Freemont’s rants increased when more reports flooded in from other farmers in the area regarding missing sheep and cattle. The Sheriff’s Department investigated every claim, but, in a statement to the
Point Pleasant Gazette
, Sheriff Bryce Harold asserted that a wild animal was most likely to blame for the disappearances despite the fact that no one had stumbled across the carcasses of the missing animals.

Point Pleasant became a place of unrest when veterinarian Evelyn Lewis was attacked a week before Ben and Nicholas ventured out to the abandoned factory. She had been driving to town from a trip to Bill Tucker’s farm to check on a sick calf when her car broke down on River Bend Road. The Tucker farm was just on the outskirts of the forest, less than two miles away from the old TNT factory.

The town,
of course
, was full of whispered gossip and awkward half-truths about what happened to Dr. Lewis that night during her solitary, moonlit walk back to town, but the only fact that emerged from the evening was that Dr. Lewis’ eyes had been clawed out of her head.
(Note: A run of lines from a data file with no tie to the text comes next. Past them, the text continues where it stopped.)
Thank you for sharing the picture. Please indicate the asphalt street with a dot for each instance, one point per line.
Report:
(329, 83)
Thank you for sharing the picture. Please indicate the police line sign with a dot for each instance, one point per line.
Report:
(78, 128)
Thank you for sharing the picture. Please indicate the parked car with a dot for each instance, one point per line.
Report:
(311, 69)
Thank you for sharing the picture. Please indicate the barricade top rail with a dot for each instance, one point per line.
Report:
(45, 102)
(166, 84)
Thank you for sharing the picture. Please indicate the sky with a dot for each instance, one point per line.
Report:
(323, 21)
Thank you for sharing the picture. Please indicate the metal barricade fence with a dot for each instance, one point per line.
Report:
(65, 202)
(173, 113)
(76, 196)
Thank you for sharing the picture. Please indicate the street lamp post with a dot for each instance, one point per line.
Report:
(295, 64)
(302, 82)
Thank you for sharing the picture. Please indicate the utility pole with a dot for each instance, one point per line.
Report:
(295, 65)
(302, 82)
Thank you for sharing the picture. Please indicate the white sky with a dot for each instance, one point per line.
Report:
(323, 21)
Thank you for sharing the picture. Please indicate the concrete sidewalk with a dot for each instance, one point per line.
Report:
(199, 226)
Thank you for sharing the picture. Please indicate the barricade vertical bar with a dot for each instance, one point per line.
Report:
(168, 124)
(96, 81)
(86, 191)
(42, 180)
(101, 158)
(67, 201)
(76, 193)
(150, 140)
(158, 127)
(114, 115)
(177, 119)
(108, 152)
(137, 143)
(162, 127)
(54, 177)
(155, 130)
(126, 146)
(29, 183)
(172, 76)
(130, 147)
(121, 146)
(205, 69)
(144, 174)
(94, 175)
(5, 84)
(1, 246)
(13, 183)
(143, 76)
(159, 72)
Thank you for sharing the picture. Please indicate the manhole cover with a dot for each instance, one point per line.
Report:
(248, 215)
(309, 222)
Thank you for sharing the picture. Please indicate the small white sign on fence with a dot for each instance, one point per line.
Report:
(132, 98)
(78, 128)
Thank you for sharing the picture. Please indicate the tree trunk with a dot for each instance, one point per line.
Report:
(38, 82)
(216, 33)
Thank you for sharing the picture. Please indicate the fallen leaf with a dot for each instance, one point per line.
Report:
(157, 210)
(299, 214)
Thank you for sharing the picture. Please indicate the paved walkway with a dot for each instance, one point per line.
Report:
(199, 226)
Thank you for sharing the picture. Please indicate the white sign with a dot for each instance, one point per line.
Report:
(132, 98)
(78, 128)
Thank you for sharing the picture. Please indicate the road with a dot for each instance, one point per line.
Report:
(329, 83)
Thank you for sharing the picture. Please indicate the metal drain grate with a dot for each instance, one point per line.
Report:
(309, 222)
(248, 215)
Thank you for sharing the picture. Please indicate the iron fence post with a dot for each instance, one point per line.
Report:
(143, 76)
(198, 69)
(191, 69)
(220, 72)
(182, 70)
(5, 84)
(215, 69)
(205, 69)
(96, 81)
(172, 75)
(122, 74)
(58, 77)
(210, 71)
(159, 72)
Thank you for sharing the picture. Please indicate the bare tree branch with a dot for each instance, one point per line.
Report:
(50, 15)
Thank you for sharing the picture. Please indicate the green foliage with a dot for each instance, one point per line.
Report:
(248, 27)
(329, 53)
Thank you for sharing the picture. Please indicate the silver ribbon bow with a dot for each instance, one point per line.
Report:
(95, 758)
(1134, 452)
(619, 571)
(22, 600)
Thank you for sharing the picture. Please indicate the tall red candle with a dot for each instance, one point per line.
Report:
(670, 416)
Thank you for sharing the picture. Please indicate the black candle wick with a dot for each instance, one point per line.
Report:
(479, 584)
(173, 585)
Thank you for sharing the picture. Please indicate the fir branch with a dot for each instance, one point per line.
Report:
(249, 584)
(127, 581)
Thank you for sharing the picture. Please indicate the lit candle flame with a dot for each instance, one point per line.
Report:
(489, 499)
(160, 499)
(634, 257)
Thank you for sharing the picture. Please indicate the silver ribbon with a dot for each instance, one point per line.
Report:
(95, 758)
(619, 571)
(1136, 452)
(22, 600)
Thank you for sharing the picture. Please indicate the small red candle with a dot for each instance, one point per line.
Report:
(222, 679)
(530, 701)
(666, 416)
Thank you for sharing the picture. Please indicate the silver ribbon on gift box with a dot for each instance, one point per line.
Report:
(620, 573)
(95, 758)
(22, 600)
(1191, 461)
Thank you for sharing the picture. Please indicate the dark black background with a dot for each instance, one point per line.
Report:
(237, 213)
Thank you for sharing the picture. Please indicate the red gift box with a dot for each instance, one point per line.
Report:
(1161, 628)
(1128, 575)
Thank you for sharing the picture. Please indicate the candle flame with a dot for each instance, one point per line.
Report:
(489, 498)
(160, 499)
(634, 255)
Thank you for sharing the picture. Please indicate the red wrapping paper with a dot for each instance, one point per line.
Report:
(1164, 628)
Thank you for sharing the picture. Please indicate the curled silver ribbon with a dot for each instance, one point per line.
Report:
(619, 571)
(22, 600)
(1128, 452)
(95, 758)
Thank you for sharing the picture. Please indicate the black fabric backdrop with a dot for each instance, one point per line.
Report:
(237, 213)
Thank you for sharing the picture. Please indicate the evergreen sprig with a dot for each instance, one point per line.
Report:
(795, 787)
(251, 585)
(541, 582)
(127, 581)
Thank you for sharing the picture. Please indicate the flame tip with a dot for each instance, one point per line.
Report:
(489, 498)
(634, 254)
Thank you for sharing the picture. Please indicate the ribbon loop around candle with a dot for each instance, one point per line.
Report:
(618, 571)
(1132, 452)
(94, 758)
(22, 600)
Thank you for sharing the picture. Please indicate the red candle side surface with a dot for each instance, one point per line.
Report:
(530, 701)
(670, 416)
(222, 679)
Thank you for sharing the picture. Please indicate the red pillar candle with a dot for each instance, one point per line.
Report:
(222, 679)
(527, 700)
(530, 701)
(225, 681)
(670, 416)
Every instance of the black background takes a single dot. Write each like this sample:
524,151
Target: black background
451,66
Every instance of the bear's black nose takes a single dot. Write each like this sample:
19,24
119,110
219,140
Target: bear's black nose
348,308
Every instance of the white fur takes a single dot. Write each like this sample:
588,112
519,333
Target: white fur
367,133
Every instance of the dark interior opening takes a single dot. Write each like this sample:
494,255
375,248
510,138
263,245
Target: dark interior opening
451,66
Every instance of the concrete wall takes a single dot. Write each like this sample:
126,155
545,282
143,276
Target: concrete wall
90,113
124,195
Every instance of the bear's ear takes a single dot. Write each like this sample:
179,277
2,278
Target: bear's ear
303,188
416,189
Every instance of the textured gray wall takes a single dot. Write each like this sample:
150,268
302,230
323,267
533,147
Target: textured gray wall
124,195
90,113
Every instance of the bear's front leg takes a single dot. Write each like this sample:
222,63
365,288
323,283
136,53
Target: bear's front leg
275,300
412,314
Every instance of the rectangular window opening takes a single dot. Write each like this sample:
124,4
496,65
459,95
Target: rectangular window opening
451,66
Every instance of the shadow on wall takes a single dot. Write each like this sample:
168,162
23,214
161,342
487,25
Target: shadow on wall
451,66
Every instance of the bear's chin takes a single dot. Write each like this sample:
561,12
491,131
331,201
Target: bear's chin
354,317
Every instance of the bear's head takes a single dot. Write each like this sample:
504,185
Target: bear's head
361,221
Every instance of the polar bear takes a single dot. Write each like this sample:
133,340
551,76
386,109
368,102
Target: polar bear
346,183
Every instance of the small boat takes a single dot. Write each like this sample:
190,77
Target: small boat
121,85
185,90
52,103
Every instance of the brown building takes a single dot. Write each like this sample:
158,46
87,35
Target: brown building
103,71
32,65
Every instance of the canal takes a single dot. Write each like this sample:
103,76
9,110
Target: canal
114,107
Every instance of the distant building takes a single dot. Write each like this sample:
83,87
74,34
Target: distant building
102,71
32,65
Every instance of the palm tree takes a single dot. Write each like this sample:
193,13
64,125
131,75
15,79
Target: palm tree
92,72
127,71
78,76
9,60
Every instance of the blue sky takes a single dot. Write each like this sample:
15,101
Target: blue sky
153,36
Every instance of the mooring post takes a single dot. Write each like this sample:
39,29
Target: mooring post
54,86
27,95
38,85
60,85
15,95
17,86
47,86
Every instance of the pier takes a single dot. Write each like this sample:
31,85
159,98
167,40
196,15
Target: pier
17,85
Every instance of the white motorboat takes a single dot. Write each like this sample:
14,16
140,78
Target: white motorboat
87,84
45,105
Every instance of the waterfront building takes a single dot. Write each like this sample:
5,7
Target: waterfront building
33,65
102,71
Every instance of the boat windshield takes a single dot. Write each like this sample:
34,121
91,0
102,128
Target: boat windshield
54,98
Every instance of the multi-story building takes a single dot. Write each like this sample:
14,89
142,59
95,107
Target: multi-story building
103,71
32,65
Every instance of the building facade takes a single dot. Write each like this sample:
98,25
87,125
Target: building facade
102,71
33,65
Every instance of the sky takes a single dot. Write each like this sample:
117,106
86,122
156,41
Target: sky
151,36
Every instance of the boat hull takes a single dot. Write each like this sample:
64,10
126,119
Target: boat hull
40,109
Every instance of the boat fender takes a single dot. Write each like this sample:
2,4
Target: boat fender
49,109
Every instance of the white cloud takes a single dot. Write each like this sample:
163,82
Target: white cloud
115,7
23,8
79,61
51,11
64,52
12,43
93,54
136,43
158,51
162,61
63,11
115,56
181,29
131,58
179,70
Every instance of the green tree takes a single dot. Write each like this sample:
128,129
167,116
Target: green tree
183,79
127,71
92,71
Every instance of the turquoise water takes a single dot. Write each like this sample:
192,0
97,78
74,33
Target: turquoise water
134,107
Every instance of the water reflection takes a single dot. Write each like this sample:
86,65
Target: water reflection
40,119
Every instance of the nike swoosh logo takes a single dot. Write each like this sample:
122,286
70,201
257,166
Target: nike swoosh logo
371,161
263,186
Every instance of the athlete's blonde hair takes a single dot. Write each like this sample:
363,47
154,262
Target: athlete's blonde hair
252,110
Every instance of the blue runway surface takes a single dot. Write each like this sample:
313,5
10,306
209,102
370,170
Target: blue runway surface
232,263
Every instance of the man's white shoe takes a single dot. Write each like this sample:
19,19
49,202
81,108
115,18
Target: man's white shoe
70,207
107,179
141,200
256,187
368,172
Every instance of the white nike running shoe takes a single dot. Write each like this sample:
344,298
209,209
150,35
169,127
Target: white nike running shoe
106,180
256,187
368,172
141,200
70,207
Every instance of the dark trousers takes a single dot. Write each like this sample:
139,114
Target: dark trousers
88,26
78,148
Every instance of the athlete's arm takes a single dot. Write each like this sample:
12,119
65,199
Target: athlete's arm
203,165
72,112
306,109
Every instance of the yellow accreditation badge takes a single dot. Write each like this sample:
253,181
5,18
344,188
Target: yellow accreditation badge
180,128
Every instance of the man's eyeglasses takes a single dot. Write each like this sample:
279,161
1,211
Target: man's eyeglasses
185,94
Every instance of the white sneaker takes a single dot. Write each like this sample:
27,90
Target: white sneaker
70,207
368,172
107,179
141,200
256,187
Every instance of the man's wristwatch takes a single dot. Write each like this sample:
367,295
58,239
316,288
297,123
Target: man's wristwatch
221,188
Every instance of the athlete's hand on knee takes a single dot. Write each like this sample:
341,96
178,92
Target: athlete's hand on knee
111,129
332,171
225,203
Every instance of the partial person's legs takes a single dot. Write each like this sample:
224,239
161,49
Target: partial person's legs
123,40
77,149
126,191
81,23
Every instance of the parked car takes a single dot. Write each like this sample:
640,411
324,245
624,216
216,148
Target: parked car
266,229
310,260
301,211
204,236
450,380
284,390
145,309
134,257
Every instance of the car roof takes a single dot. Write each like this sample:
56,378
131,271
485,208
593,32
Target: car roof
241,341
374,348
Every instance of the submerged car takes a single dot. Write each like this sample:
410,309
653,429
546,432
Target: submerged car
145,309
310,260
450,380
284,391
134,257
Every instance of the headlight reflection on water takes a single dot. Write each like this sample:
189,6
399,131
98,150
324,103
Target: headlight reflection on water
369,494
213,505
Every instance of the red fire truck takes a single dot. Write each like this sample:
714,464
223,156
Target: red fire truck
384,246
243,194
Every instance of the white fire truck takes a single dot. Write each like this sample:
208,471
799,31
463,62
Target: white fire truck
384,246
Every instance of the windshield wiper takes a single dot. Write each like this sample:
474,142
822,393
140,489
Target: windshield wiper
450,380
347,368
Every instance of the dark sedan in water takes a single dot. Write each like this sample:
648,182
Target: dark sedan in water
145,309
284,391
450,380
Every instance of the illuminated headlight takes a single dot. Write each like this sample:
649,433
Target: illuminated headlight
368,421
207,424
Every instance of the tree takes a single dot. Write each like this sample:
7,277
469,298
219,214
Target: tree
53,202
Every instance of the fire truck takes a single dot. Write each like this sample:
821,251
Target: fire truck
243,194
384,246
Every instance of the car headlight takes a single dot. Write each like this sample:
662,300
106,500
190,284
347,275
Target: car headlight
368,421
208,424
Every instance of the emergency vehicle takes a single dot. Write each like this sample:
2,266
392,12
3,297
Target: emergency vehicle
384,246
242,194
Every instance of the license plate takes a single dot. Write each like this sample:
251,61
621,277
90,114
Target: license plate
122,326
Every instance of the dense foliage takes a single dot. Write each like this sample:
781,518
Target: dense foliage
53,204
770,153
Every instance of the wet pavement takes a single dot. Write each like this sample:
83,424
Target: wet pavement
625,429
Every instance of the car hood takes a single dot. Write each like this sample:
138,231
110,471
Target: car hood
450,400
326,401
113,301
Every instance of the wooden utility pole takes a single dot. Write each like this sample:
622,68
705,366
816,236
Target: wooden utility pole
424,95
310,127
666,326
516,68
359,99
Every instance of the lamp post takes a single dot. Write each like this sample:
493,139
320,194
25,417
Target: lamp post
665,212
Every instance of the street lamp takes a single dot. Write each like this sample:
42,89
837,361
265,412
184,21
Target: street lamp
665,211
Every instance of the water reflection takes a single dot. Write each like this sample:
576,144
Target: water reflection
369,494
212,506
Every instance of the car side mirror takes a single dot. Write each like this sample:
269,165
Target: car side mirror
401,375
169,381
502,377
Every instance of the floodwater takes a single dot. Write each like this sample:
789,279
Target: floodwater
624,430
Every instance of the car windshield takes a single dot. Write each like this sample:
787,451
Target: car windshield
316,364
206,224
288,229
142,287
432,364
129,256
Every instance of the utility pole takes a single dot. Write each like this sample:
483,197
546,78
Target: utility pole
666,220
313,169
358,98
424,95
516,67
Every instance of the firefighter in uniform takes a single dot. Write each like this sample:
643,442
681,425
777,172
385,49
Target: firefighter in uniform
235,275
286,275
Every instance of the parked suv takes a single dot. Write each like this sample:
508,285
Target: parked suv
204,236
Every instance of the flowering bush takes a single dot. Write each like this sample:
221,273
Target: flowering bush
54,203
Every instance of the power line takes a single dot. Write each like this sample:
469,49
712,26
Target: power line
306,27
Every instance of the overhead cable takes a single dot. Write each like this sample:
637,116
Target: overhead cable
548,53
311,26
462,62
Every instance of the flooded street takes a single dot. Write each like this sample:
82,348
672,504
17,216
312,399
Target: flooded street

Three days later, Grant Harper—the five-year-old son of the Save n’ Shop grocery store proprietors—disappeared from his backyard. His mother, Cora, had been inside the house preparing dinner when she heard his scream. She had raced out the back door just in time to see a dark mass rise up into the sky so high that the setting sun of the afternoon blinded her vision long enough for the figure to disappear into the darkness of a neighboring tree line. When she surveyed the yard, her son was gone from his sandbox and had not been seen since. Rumor had it that Mrs. Harper was under observation in the psych ward at County General.